I think that the reasons for change have been oversimplified in the OP. Of course, some changes are driven by a need to increase profit, other causes include product improvements, regulatory changes impacting the availability of materials or processes, process improvement activities, etc. And that doesnt' even account for changes to support up-selling a new, or better product (e.g., the $300 razor) that folks stand in line to buy when a much cheaper perfectly adequate alternative exists.

I'm not outraged things like MWF forgoing tallow, paper manuals not provided with new cars, or dowsized candy bars. Change is inevitable, one can wax poetic about the "good old days" or look forward to the next adventure, I choose the latter.
 

EclipseRedRing

I smell like a Christmas pudding
Costs do increase but also relative costs change. In approximate figures in the 1950s the average UK family spent 40% of household income on food, and 10% on housing. Now it is under 10% for food and 30% for housing. In recent years food product sizes have shrunk, apparently for our benefit to tackle rising obesity levels. At the same time sugar and salt levels have increased, and obesity has gotten even worse. As a schoolchild in the 1970s there were very few overweight or obese people but now they are everywhere. Apparently it is too expensive to eat healthily and so fat parents have even fatter children while blaming anyone but themselves because personal responsibility is a concept which no longer exists for many. The irony is that in many cases the UK diet during the war time rationing years was a good deal healthier than today.
 
Personally I will not go to a self checkout line, if that's all the store offers I don't shop there.
Those self-checkouts baffle me. I presume it is an honour system and the store leaves it up to you to decide whether to pay for all the goods, pay for only some, or not pay at all. It’s some sort of hippy thing, I guess. I’m surprised it is financially viable for these companies, though.
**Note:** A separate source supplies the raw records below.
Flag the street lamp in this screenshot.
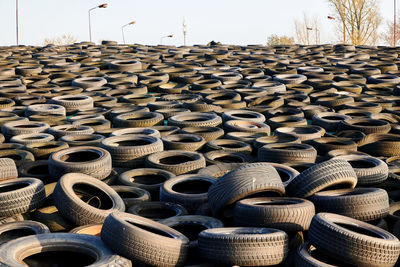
[121,21,136,44]
[88,4,108,41]
[160,34,174,44]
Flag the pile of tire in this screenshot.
[0,41,400,267]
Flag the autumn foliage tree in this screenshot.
[328,0,382,45]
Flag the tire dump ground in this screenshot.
[0,41,400,267]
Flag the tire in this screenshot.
[309,213,400,266]
[49,124,94,139]
[49,146,112,180]
[305,137,357,156]
[1,120,50,140]
[100,134,164,168]
[224,120,271,135]
[335,155,389,186]
[258,143,317,164]
[111,185,151,209]
[10,133,54,145]
[101,212,189,267]
[310,188,389,222]
[25,141,69,160]
[197,163,243,178]
[0,158,18,182]
[181,126,224,142]
[168,112,222,128]
[205,139,252,154]
[127,201,188,221]
[159,215,224,249]
[198,227,289,266]
[294,242,350,267]
[118,168,175,199]
[234,197,315,232]
[160,174,215,213]
[222,109,265,123]
[49,94,93,114]
[0,233,132,267]
[0,178,46,218]
[146,150,206,175]
[113,111,164,128]
[53,173,125,225]
[162,134,206,151]
[286,159,357,198]
[0,220,50,245]
[208,163,285,217]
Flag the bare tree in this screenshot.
[381,12,400,46]
[43,33,78,45]
[294,13,321,44]
[328,0,382,45]
[267,34,294,46]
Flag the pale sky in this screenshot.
[0,0,400,46]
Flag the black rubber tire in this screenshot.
[0,220,50,246]
[208,163,285,217]
[258,143,317,164]
[146,150,206,175]
[308,213,400,266]
[118,168,175,200]
[286,159,357,198]
[49,146,112,180]
[198,227,289,266]
[310,188,389,222]
[234,197,315,232]
[25,141,69,160]
[100,134,164,168]
[111,185,151,209]
[159,215,224,249]
[161,134,206,151]
[0,233,132,267]
[334,155,389,186]
[197,163,243,178]
[127,201,188,221]
[181,126,224,142]
[101,212,189,267]
[160,174,215,213]
[0,158,18,181]
[53,173,125,225]
[0,178,46,218]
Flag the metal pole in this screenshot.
[393,0,397,47]
[89,9,92,42]
[15,0,19,46]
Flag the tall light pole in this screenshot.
[121,21,136,44]
[88,4,108,41]
[182,17,187,46]
[160,34,174,45]
[15,0,19,46]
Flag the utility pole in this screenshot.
[182,17,187,46]
[15,0,19,46]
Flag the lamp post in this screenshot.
[393,0,397,47]
[182,17,187,46]
[88,4,108,41]
[121,21,136,44]
[160,34,174,45]
[15,0,19,46]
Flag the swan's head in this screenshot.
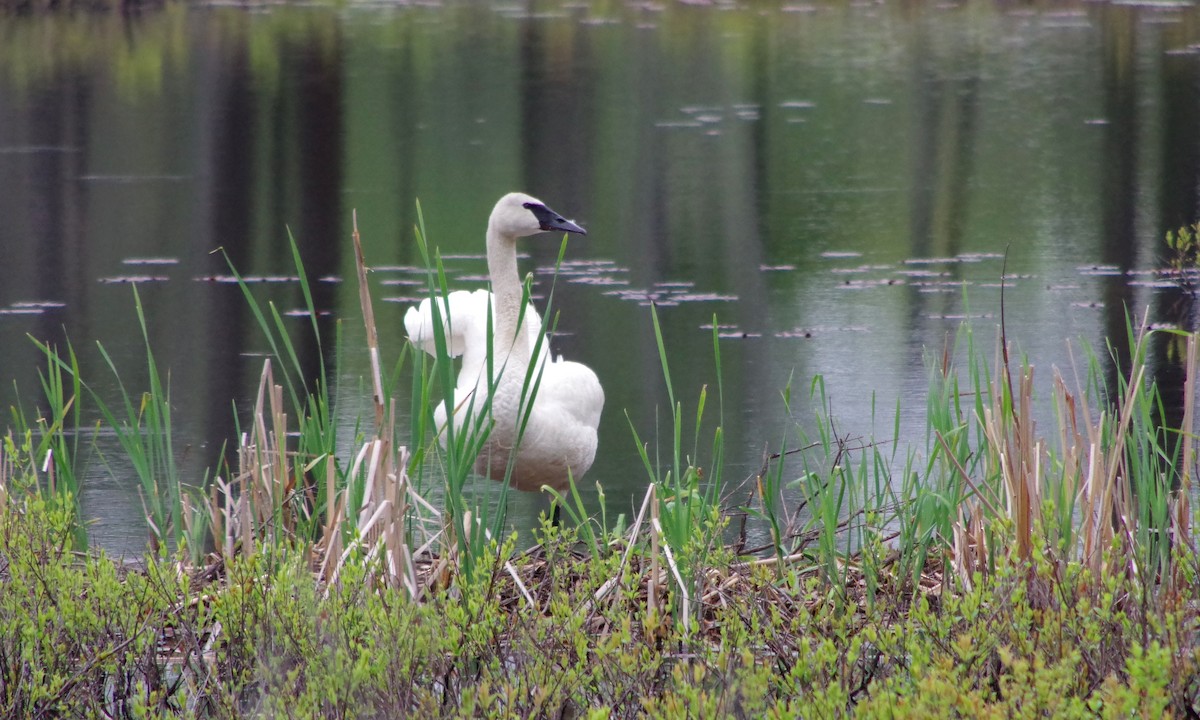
[488,192,588,238]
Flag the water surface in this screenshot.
[0,2,1200,551]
Personally, I tend to pay, unless somebody in the store irritated me.
 
Those self-checkouts baffle me. I presume it is an honour system and the store leaves it up to you to decide whether to pay for all the goods, pay for only some, or not pay at all. It’s some sort of hippy thing, I guess. I’m surprised it is financially viable for these companies, though.

Personally, I tend to pay, unless somebody in the store irritated me.
So, if you’ve been irritated, you don’t pay?
 
Right. Well, it depends. I wouldn’t walk out with something expensive like a TV, even if I was very angry indeed.
So if I get irritated with you, I’m entitled to steal something from you, not your tv, but something smaller, maybe a razor or your cell phone? That would be ok?
 
Those self-checkouts baffle me. I presume it is an honour system and the store leaves it up to you to decide whether to pay for all the goods, pay for only some, or not pay at all. It’s some sort of hippy thing, I guess. I’m surprised it is financially viable for these companies, though.

Personally, I tend to pay, unless somebody in the store irritated me.
I avoid self-checkouts, but when I do go to one I inevitably have at least one thing in my cart that doesn't scan. Then you have to wait for that one poor dumb kid tending 8 check stands to come and help. :mad2: I wonder if tending the self checks is an initiation or a punishment?